The Ghibli moment was an influencer fad not real advancement.

baq|2 months ago

GPT 5.2 is actually getting me better outputs than Opus 4.5 on very complex reviews (on high, I never use less) - but the speed makes Opus the default for 95% of use cases.

yieldcrv|2 months ago

the trend I've seen is that none of these companies are behind in concept and theory, they are just spending longer intervals baking a more superior foundational model

so they get lapped a few times and then drop a fantastic new model out of nowhere

the same is going to happen to Google again, Anthropic again, OpenAI again, Meta again, etc

they're all shuffling the same talent around, its California, that's how it goes, the companies have the same institutional knowledge - at least regarding their consumer facing options

JumpCrisscross|2 months ago

> I start to believe OAI is very much behind

Kara Swisher recently compared OpenAI to Netscape.

Andrex|2 months ago

Ouch.

Maybe we'll get some awesome FOSS tech out of its ashes?

louiereederson|2 months ago

i think the most important part of google vs openai is slowing usage of consumer LLMs. people focus on gemini's growth, but overall LLM MAUs and time spent is stabilizing. in aggregate it looks like a complete s-curve. you can kind of see it in the table in the link below but more obvious when you have the sensortower data for both MAUs and time spent.

the reason this matters is slowing velocity raises the risk of featurization, which undermines LLMs as a category in consumer. cost efficiency of the flash models reinforces this as google can embed LLM functionality into search (noting search-like is probably 50% of chatgpt usage per their july user study). i think model capability was saturated for the average consumer use case months ago, if not longer, so distribution is really what matters, and search dwarfs LLMs in this respect.

https://techcrunch.com/2025/12/05/chatgpts-user-growth-has-s...

aswegs8|2 months ago

Not sure why they just not replicate the workflow that nano banana pro uses. It lets the thinking model generate a detailed description and then renders that image. When I use ChatGPT thinking model and render an image I also get pretty good results.
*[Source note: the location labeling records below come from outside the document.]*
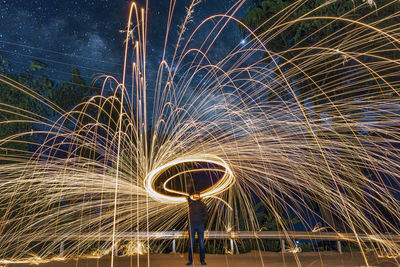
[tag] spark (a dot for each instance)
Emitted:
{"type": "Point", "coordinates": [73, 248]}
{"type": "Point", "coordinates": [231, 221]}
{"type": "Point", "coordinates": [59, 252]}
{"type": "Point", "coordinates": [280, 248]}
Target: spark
{"type": "Point", "coordinates": [291, 133]}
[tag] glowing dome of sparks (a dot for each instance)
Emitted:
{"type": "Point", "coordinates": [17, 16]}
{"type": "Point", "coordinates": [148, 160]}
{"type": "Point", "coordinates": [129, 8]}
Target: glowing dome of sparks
{"type": "Point", "coordinates": [311, 132]}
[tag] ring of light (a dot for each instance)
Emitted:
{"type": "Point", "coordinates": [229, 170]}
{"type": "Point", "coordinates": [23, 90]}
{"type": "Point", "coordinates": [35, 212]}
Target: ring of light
{"type": "Point", "coordinates": [224, 183]}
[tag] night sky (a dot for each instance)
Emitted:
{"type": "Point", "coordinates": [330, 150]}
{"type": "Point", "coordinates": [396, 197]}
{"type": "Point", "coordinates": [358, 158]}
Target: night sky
{"type": "Point", "coordinates": [86, 34]}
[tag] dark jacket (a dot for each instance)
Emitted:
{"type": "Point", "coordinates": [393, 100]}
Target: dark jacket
{"type": "Point", "coordinates": [198, 214]}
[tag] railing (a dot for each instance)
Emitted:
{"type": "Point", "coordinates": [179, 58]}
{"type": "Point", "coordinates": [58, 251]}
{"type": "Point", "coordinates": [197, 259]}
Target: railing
{"type": "Point", "coordinates": [279, 235]}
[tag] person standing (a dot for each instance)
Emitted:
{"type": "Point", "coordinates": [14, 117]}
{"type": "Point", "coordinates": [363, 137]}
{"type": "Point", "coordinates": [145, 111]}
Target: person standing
{"type": "Point", "coordinates": [198, 216]}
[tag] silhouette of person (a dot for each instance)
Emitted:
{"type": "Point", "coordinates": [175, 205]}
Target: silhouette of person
{"type": "Point", "coordinates": [198, 216]}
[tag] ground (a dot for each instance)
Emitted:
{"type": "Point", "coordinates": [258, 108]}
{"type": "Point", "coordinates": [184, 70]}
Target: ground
{"type": "Point", "coordinates": [252, 259]}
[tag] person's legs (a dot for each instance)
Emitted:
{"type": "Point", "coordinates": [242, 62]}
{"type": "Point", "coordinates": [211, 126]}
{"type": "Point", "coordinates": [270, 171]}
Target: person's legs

It's not as creative or flexible as nano banana pro, but it produces really useful results.

random9749832|2 months ago

This is obviously trained on Pro 3 outputs for benchmaxxing.

CuriouslyC|2 months ago

Not trained on pro, distilled from it.

NitpickLawyer|2 months ago

> for benchmaxxing.

Out of all the big4 labs, google is the last I'd suspect of benchmaxxing. Their models have generally underbenched and overdelivered in real world tasks, for me, ever since 2.5 pro came out.

encroach|2 months ago

OAI's latest image model outperforms Google's in LMArena in both image generation and image editing. So even though some people may prefer nano banana pro in their own anecdotal tests, the average person prefers GPT image 1.5 in blind evaluations.
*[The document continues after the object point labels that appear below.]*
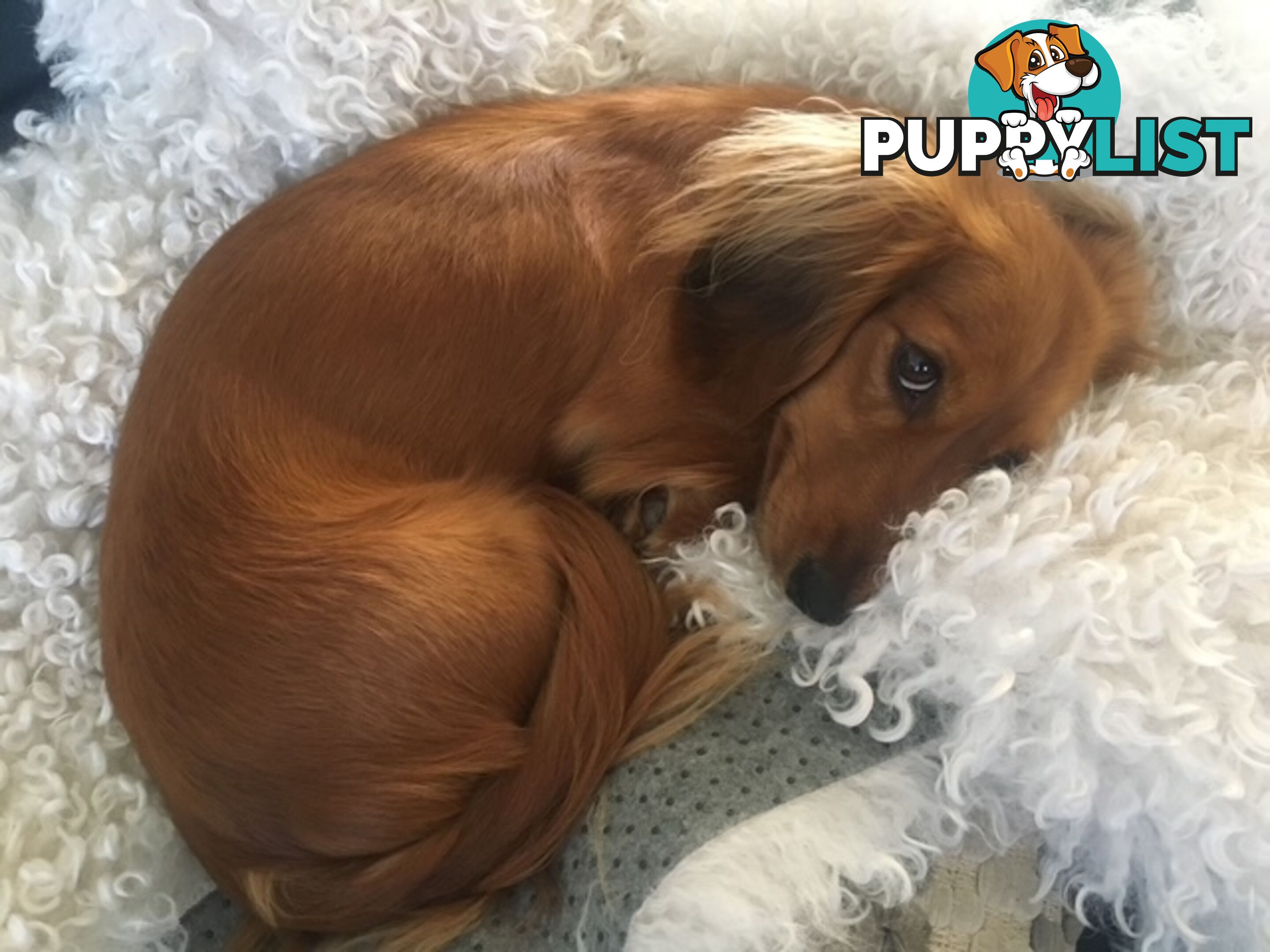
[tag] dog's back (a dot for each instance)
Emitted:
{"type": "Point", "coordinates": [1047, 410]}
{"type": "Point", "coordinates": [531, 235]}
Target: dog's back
{"type": "Point", "coordinates": [374, 659]}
https://lmarena.ai/leaderboard/text-to-image

https://lmarena.ai/leaderboard/image-edit

Obertr|2 months ago

Add This to Gemini distribution which is being adcertised by Google in all of their products, and average Joe will pick the sneakers at the shelf near the checkout rather than healthier option in the back

nightski|2 months ago

Google has incredible tech. The problem is and always has been their products. Not only are they generally designed to be anti-consumer, but they go out of their way to make it as hard as possible. The debacle with Antigravity exfiltrating data is just one of countless.

novok|2 months ago

The Antigravity case feels like a pure bug and them rushing to market. They had a bunch of other bugs showing that. That is not anti-consumer or making it difficult.